I wrote disparagingly about CAMRA’s "Virtual Great British Beer Festival 2020," which took place last September; an event described as a weekend of live beer tastings, led by an “expert panel” of CAMRA luvvies (my words.) Tickets, costing £46 per head, included a souvenir festival glass, plus 11 beers, delivered to the purchaser’s door. These would enable buyers to participate in two of the live tasting sessions.
To me, sitting there in your pants, in front of a computer screen, sipping at a beer whilst some “expert” sniffs, swirls and waffles on about how great it is, represents the very antitheses of a beer festival. Where is the atmosphere, the vibes or the feel normally associated with a beer festival, let alone the Great British Beer Festival? What pleasure, and what thrill is there in an event that was nothing more than an occasion where individual subscribers, can be talked through the tastings of a variety of different beers.

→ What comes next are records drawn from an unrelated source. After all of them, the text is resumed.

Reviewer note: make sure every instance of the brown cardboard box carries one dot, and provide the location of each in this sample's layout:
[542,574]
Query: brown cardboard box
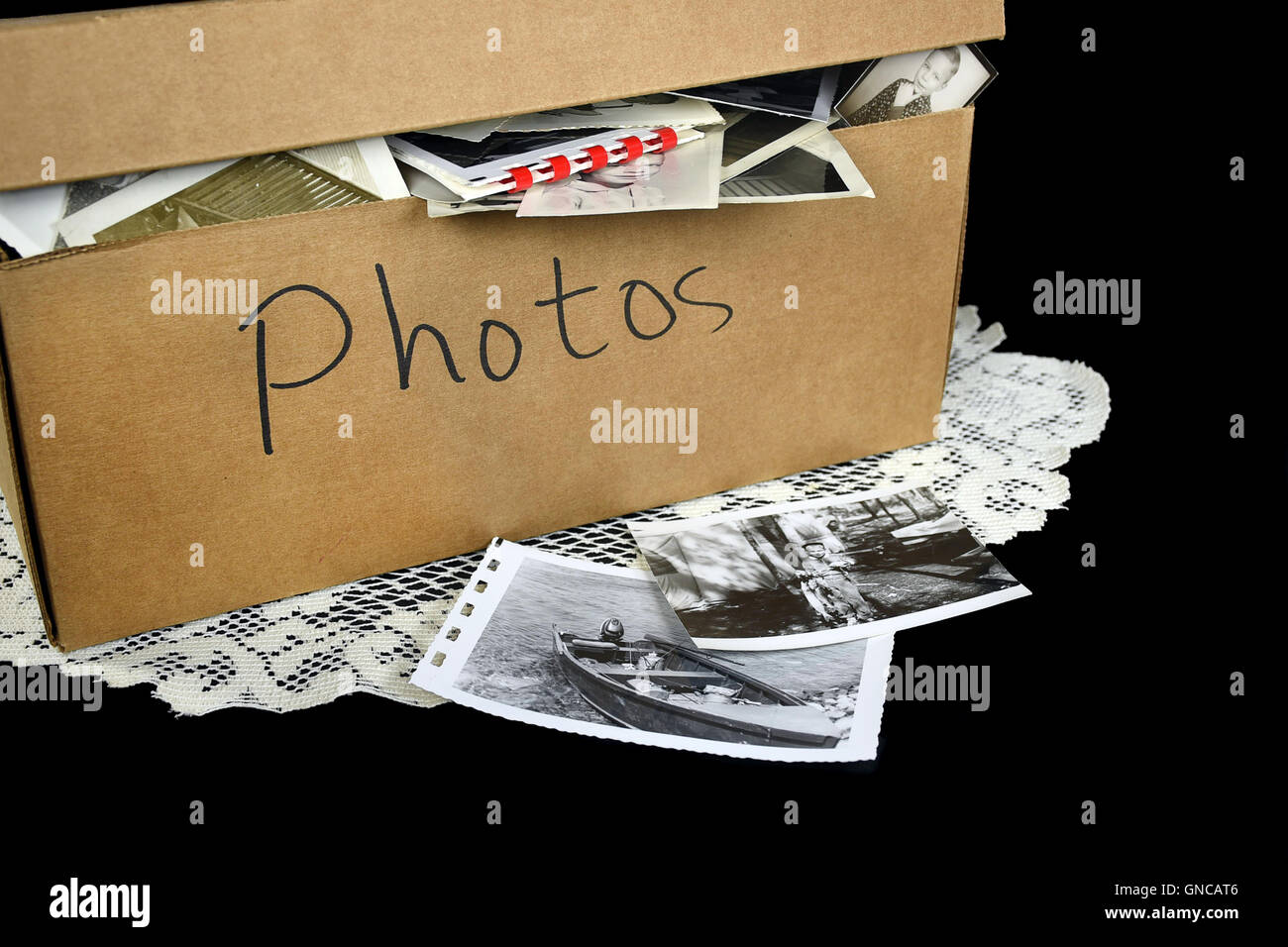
[163,423]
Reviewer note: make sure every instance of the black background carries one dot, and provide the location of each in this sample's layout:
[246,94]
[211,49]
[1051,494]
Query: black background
[1109,684]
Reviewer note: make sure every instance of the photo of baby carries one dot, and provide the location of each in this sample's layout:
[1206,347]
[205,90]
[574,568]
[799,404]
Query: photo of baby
[901,86]
[682,179]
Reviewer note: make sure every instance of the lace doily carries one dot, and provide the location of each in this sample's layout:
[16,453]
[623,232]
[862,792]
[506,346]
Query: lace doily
[1009,421]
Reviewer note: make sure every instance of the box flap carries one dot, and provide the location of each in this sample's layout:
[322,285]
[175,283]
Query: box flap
[124,90]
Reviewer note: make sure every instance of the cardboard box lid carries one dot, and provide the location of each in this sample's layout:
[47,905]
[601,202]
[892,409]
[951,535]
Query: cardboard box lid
[123,90]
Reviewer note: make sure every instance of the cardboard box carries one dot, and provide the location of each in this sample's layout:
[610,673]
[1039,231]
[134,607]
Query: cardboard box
[184,436]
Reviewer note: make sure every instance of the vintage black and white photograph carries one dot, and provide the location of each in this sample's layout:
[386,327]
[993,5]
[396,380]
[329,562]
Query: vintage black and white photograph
[752,138]
[901,86]
[455,159]
[597,650]
[820,571]
[804,94]
[816,167]
[684,178]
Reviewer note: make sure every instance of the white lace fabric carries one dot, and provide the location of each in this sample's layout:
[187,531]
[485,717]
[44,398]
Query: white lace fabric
[1009,423]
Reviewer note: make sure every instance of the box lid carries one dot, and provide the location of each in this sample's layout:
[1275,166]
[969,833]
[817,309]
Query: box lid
[155,86]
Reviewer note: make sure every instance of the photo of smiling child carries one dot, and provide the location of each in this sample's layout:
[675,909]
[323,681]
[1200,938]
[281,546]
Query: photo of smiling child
[902,86]
[684,178]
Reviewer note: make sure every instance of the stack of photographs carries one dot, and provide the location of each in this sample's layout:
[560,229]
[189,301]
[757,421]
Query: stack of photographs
[764,633]
[755,141]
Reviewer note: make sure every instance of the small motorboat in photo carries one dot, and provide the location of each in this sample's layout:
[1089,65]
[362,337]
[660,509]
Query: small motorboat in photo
[655,685]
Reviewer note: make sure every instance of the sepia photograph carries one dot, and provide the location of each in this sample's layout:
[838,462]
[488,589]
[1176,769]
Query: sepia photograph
[597,650]
[176,198]
[684,178]
[815,169]
[804,94]
[901,86]
[822,571]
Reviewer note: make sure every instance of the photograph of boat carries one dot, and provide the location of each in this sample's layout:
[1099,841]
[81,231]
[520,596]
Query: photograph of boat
[668,688]
[820,571]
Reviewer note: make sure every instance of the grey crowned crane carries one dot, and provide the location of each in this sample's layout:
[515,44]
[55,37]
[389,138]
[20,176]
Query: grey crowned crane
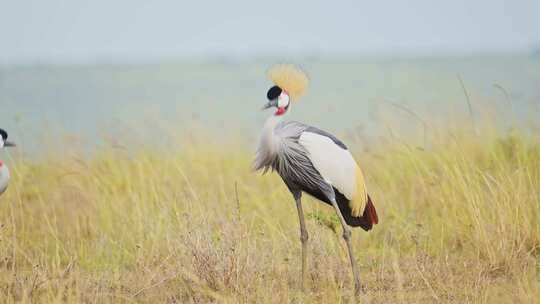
[4,171]
[312,161]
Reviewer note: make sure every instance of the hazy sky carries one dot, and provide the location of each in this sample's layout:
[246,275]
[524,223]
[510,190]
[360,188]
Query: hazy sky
[132,30]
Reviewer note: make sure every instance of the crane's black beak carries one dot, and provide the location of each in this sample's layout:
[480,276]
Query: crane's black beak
[270,104]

Somewhat surprisingly, tickets for all sessions of the “virtual GBBF" sold out, so perhaps CAMRA judged the mood of the market much better than I have. Buoyed by this success, CAMRA are going ahead with the Great British Beer Festival Winter at Home – an “interactive, immersive and on-demand virtual festival that you can enjoy where you want, when you want.”Ironically, the event takes place almost exactly a year since the UK’s first National Lockdown was hurriedly introduced. Needless to say, I shan’t be going, because if I cannot have the real thing, then I’d rather go without.I intend to wait until some resemblance of normality returns, because despite the nannying and the control freakery of the behavioural psychologists and mathematical modellers who are dictating government policy, this pandemic will eventually end – as have all previous ones that have plagued (no pun intended) human history.
2 comments:
Spot on Paul. Beer in bottles and cans at these virtual events may be technically real ale, but it can't natch the quality of beer from the handpump.
Martin, there's a whole world of difference between "technically" real ale and the actual thing.
As I've said many times before, CAMRA has boxed itself into a corner with the term "real ale" and its definition. "Real ale" may well be recognised and defined by the Oxford English Dictionary, but just because beer in a bottle or a can has a few lumps of live yeast floating around in it, doesn't necessarily make it superior to draught beer drawn from a properly conditioned cask, or indeed a brewery-conditioned bottle.
The examples of tinned "real ale" I've sampled, especially over lock-down, have been disappointing and, unlike a bottle where you can see it emptying as you pour the beer, come with a high risk of producing a hazy, or even cloudy glass of beer.